In dieser kleinen Welt begegne ich täglich so vielen freundlichen Menschen. Ich darf mit ihnen leben und arbeiten, bin mit ihnen bluts- oder wahlverwandt, pflege mit ihnen engere oder losere Freundschaften – und manchmal teile ich mit ihnen auch nur für 40 Minuten das Abteil im Pendlerzug.

Immer wieder staune ich über die vielen so unermüdlich tätigen Menschen in meiner Kleinstadt. Sie setzen sich für eine gute Nachbarschaft ein, geben ihre Zeit und ihre Talente für eine lebendige Gemeinschaft hin, pflegen und fördern unsere Lebensqualität, engagieren sich sozial, gesellschaftlich, politisch, manchmal organisiert und oft auch ganz selbstverständlich und unscheinbar.

Im Alltag fühle ich mich deshalb immer wieder als Glückskind, das vom Leben reich beschenkt wird. In meiner kleinen Welt bin ich von Menschen guten Willens umgeben. Und dieser gute Wille überstrahlt jedes Parteibuch, jede Nationalität, jedes Standesbewusstsein und auch jedes Glaubensbekenntnis.

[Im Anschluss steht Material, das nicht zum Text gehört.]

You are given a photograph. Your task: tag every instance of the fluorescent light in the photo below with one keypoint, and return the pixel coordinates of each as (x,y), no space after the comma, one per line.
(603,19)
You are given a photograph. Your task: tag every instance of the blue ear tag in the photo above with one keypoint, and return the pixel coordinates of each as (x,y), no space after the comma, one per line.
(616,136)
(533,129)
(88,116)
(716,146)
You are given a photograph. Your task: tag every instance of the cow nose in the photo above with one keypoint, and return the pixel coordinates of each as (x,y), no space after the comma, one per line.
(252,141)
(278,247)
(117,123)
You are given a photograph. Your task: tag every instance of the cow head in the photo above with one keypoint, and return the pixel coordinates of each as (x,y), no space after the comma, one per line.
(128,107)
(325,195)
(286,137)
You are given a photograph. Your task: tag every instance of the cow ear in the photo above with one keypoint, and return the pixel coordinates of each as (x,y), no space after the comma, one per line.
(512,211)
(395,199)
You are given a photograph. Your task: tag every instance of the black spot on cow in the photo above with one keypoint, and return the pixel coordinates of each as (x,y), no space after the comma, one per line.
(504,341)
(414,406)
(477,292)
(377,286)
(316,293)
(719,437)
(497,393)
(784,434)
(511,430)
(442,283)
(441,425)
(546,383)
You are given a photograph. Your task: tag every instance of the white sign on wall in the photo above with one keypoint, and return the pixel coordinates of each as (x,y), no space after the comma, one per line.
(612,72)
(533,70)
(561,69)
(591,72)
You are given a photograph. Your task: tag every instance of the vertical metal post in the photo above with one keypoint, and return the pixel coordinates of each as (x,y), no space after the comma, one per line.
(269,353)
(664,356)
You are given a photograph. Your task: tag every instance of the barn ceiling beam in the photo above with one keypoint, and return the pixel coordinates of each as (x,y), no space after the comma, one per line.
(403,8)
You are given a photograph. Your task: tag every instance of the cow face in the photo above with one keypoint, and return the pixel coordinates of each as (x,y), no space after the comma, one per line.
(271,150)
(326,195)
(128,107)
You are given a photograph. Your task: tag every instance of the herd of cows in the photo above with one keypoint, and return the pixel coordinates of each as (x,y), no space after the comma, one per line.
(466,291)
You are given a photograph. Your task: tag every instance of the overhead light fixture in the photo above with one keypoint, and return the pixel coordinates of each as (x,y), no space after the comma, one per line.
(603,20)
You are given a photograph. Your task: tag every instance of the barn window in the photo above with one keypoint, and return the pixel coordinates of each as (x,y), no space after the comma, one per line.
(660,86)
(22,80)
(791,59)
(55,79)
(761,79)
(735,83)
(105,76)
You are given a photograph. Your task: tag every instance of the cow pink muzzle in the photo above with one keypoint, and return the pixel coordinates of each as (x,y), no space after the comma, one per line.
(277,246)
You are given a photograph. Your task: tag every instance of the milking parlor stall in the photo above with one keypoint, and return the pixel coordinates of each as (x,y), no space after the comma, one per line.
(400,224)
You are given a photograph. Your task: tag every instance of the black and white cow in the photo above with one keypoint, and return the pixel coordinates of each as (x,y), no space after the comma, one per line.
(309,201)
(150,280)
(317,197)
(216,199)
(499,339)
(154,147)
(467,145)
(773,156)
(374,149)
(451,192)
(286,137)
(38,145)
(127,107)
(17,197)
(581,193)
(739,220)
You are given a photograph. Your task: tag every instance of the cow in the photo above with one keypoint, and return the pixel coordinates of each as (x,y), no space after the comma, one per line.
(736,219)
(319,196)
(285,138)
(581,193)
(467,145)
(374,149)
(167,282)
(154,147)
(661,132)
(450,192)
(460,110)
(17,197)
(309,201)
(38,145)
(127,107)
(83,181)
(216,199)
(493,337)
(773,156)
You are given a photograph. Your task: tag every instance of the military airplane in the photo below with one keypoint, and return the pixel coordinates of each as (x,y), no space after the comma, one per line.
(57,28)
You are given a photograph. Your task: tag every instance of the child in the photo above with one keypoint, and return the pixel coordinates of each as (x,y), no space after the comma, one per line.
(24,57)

Die kleinen Welten gehen im Blick auf die globale Welt leicht unter. Von dort wird alles, was in dieser Welt schiefläuft, penetrant in mein Wohnzimmer gepumpt. Bis schliesslich auch mein eigener Haussegen schief zu hängen scheint.

Die Sternsinger verkünden uns in diesen Tagen den Segen Gottes und setzen als sichtbares Zeichen dafür die Formel «20*C + M+B+18» über unsere Türen. Genau das ist auch mein Glaube: dass Gott in meiner kleinen Welt gegenwärtig ist. Und dass er mich als dankbares Glückskind dazu ermutigen will, für all jene, die mich mit ihrem guten Willen tragen, ebenfalls ein Mensch guten Willens zu werden.